BORGER, TEXAS, BUSINESSWOMAN PLEADS GUILTY TO FEDERAL FINANCIAL STRUCTURING CHARGE
AMARILLO, Texas — Amy Fernandez, 43, of Borger, Texas, pleaded guilty yesterday afternoon before U.S. District Judge Mary Lou Robinson to one count of structuring transactions to evade reporting requirements, announced U.S. Attorney Sarah R. Saldña of the Northern District of Texas. Fernandez, who was arrested earlier this month by Special Agents with the Drug Enforcement Administration (DEA), remains on bond. She faces a maximum statutory sentence of five years in prison and a $250,000 fine and will be required to forfeit any property or proceeds involved in the offense. She is scheduled to be sentenced by Judge Robinson on January 31, 2012.
According to documents filed in the case, Amy Fernandez admitted that on each day between February 22, 2010 and February 26, 2010, she purchased a single cashier’s check from four separate financial institutions – Happy State Bank, Wells Fargo, Amarillo National Bank and Borger Federal Credit Union – that were intended to pay off a debt to the Texas Comptroller’s Office owed by her husband’s business, Frank’s Flooring. Fernandez’s husband, Francisco “Frank” Fernandez, 43, was indicted last week for his role in a methamphetamine and cocaine distribution conspiracy.

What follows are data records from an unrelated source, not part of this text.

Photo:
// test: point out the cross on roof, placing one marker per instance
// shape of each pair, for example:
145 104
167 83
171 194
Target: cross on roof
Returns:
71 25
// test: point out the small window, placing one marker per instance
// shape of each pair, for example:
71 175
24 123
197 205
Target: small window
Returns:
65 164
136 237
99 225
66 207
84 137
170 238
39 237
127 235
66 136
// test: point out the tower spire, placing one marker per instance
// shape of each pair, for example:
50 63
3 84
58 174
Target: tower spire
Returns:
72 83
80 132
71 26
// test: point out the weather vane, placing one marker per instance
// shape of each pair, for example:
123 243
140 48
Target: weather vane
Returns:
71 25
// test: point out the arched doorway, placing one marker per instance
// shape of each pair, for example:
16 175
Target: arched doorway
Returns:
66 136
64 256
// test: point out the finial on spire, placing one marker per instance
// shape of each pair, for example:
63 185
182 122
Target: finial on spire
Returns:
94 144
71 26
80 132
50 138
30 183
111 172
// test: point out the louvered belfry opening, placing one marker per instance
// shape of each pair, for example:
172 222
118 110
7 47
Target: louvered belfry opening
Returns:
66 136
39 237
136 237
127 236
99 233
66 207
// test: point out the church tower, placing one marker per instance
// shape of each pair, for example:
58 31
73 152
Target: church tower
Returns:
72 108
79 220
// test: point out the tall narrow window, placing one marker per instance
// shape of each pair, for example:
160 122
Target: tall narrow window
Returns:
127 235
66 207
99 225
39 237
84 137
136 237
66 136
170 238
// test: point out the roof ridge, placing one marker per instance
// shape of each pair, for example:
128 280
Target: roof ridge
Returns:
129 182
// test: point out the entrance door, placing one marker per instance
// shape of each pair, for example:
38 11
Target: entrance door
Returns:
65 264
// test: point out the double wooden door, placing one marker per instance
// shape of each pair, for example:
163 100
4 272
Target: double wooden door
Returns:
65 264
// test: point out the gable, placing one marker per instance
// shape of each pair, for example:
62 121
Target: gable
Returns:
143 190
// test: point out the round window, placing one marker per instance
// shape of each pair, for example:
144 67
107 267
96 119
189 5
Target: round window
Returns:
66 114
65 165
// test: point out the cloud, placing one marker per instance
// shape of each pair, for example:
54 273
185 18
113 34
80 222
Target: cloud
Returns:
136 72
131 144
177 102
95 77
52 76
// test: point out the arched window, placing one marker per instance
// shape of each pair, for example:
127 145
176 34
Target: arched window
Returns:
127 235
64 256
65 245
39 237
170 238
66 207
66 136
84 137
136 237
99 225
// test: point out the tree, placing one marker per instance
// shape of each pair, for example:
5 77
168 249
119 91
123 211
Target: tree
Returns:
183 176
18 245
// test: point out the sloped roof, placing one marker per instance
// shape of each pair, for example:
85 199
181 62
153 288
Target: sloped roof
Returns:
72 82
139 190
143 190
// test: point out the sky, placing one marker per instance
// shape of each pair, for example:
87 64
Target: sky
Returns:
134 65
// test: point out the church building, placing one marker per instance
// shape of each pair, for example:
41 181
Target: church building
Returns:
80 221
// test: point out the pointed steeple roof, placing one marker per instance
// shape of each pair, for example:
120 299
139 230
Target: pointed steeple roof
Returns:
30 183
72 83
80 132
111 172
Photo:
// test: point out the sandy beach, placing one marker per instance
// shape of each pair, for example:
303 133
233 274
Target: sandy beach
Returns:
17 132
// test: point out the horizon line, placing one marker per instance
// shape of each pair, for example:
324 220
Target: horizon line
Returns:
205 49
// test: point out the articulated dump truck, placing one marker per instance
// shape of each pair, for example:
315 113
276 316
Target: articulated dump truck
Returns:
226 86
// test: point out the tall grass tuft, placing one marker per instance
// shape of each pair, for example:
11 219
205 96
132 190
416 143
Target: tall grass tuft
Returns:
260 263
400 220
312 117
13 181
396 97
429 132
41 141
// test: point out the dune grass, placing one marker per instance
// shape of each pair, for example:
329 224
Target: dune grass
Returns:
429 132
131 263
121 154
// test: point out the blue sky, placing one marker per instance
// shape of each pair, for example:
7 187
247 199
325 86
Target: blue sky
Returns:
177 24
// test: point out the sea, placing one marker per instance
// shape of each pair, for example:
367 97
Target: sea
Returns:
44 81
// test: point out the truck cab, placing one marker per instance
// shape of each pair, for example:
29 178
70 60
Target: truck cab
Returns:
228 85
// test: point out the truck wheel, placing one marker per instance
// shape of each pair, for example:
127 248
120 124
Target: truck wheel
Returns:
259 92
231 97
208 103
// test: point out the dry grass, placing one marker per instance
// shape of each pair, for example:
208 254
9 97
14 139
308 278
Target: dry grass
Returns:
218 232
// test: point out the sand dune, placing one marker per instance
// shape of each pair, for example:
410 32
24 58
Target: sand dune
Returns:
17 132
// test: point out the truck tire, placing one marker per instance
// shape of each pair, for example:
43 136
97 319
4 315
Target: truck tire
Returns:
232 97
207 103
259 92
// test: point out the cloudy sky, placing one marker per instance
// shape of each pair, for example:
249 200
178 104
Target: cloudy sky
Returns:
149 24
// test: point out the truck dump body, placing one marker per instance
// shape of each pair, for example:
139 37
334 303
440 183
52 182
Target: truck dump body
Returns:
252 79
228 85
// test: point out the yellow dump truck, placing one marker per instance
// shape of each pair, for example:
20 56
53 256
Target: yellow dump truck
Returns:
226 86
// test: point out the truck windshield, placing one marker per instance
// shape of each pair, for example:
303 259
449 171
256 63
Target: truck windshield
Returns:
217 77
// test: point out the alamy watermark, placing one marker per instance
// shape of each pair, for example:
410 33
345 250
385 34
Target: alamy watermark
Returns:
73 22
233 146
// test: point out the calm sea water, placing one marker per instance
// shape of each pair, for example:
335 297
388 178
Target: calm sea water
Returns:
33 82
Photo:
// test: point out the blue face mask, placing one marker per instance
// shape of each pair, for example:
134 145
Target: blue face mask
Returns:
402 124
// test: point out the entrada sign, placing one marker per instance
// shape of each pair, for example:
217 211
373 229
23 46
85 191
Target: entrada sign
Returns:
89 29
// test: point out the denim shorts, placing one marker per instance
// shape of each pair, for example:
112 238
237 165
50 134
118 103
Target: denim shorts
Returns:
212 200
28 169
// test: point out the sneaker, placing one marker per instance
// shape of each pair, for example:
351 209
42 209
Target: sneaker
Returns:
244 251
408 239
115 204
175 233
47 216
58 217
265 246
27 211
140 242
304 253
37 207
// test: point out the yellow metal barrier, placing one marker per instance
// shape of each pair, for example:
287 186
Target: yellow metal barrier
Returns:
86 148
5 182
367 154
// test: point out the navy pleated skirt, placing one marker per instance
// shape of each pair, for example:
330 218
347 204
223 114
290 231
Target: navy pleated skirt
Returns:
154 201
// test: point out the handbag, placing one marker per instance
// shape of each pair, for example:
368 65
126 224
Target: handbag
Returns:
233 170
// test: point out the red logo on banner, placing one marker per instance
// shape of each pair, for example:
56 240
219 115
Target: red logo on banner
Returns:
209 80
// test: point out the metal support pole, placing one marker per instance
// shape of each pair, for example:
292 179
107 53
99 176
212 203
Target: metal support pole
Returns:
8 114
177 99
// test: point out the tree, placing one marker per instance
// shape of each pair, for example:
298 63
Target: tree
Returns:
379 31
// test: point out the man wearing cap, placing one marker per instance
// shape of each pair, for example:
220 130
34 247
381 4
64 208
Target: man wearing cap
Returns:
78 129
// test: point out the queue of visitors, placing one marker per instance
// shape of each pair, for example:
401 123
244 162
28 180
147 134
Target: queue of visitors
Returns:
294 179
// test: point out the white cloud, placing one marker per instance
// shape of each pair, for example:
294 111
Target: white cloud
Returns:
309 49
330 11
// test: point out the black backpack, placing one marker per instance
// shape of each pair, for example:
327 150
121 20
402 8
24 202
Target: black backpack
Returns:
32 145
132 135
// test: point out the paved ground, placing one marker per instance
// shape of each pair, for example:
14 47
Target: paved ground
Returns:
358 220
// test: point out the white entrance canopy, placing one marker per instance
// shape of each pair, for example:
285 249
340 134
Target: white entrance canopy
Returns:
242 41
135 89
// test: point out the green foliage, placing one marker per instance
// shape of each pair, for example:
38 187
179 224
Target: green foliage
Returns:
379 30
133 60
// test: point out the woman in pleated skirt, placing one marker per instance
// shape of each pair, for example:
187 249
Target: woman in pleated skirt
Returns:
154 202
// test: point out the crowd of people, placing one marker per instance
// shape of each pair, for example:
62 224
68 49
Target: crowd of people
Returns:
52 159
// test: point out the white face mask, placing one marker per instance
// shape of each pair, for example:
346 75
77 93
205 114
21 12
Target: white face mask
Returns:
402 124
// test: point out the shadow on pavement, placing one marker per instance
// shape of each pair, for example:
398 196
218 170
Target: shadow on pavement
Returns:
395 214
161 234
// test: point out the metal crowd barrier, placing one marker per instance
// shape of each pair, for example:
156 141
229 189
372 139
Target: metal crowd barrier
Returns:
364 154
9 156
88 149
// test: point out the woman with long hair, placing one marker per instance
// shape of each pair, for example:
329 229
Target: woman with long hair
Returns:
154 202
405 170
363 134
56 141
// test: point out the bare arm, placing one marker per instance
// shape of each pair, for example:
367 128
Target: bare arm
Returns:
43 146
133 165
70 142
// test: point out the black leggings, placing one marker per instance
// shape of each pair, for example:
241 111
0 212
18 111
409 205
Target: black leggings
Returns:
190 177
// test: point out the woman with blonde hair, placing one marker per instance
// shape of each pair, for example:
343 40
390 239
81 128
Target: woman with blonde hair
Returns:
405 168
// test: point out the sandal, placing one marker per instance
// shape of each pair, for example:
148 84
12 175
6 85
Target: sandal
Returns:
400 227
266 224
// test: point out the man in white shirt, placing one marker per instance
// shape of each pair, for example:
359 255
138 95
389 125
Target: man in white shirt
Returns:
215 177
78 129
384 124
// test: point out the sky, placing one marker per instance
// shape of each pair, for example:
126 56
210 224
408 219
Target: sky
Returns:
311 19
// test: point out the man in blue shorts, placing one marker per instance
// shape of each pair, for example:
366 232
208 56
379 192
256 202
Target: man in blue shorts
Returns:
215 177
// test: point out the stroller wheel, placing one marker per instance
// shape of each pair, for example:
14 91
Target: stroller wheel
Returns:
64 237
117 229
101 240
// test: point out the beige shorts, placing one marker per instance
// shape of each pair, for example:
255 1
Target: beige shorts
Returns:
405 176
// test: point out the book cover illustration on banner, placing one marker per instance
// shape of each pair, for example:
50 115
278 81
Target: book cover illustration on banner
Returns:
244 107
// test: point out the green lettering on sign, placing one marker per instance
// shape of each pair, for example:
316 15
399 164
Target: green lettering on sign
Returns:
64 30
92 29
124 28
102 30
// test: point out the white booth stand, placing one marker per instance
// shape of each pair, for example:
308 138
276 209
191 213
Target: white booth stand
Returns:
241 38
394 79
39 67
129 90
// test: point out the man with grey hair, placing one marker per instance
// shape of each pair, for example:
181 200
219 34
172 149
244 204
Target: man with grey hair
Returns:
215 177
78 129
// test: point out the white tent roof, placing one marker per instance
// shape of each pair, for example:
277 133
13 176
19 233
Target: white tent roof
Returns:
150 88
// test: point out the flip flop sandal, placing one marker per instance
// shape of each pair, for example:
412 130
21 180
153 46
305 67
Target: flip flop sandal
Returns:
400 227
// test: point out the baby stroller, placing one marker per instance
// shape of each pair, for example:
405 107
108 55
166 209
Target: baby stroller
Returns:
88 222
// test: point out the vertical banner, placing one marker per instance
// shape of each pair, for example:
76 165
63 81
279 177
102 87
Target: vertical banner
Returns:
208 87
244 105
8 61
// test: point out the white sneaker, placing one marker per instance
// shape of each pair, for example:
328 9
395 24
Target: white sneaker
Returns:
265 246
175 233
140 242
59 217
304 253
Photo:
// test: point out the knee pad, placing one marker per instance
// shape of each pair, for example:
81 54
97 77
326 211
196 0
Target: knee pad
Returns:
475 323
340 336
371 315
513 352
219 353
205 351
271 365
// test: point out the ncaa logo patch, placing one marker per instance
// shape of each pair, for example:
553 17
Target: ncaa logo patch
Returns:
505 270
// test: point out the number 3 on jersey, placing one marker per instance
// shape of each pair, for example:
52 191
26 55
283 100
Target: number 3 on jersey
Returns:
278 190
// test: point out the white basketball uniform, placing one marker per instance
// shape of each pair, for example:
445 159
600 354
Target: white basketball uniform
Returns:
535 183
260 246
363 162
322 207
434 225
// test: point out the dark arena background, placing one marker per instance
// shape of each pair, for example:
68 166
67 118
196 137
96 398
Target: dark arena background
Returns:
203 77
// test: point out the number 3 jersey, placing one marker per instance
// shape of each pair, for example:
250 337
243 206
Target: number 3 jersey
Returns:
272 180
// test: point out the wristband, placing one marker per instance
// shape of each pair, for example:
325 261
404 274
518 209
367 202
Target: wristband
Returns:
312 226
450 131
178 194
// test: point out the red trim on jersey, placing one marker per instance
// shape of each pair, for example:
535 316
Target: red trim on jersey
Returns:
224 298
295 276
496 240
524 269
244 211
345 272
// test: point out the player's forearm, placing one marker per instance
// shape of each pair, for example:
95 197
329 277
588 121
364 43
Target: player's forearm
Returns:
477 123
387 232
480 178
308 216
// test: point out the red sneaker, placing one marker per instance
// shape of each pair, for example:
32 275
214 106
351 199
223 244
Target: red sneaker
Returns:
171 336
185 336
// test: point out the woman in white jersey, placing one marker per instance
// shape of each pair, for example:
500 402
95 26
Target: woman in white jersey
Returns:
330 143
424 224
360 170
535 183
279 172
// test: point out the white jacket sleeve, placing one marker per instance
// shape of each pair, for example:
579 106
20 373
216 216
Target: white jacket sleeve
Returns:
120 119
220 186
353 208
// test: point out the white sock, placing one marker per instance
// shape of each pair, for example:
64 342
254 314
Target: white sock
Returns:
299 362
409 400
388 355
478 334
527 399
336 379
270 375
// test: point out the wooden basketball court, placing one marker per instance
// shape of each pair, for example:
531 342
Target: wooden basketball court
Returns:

Amy Fernandez purchased these cashier’s checks in either $3000 or $2950 amounts to avoid federal financial reporting requirements. Combined, the purchases on these five days totaled $59,550. Bank tellers stated during these transactions, Fernandez tendered cash that she removed from large, gallon-sized plastic bags that she carried in her purse. During one transaction, Fernandez stated that she had to make certain that she stayed under the “$3,000 threshold.”
DEA is leading the investigation with assistance from several agencies including the Federal Bureau of Investigation, the Internal Revenue Service - Criminal Investigation, the U.S. Marshals Service, the Texas Department of Public Safety and the Amarillo Police Department.
Assistant U.S. Attorney Jason Schall is in charge of the prosecution.